Concurrently, social electricity support expanded for vulnerable consumers, and temporary boosts to bill discounts—up to 65 percent and 80 percent of the total amount, depending on the degree of vulnerability—were introduced. A ban on disconnecting vulnerable households was extended as part of these anti-crisis measures. A new exceptional social bonus was created for low-income families, with a two-adult, two-child household earning up to 27,700 euros eligible for a 40 percent discount on electricity bills. The ministry overseeing ecological transformation is examining reforms to set income-based limits for larger families receiving direct benefits regardless of overall income levels.
Help with gas bills
Steps were also taken to shield millions of homes from rising gas costs by capping increases in regulated rates and setting a cap on the maximum price for butane cylinders at 19.55 euros. To cushion the impact, the government injects subsidies funded through the public budget, helping to reduce regulated gas rate bills by around 40 percent for affected households.

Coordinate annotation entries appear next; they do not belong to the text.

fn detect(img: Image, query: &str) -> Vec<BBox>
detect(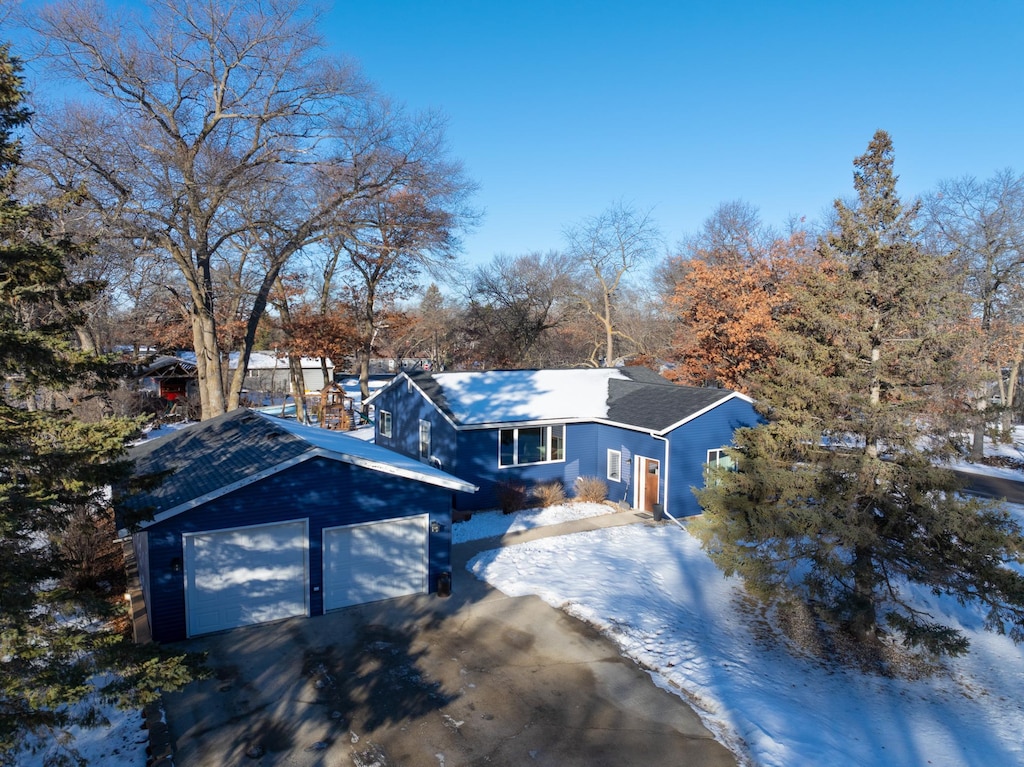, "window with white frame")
[607,450,623,482]
[420,421,430,461]
[498,424,565,466]
[708,448,734,469]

Last autumn, a broad package was launched to deter sharp increases in regulated gas tariffs through 2023 and to create a new kind of discount for centrally heated homes in neighboring communities. These measures aim to close the gap in the gas system’s finances with a public budget, covering discounts for roughly 2.5 million customers while excluding some households that rely on market-rate gas tariffs. The government also extended the cap on increases for the Last Resource Tariff, updated quarterly to reflect gas price movements, through the end of 2023. The contingency plan also introduces a new type of regulated gas rate for residents with central heating, designed to reduce bills by about half for qualifying households.
Overall, these policies reflect a deliberate effort to keep energy affordable during a period of economic uncertainty and geopolitical disruption, while preserving incentives for energy suppliers to maintain a stable and secure supply chain.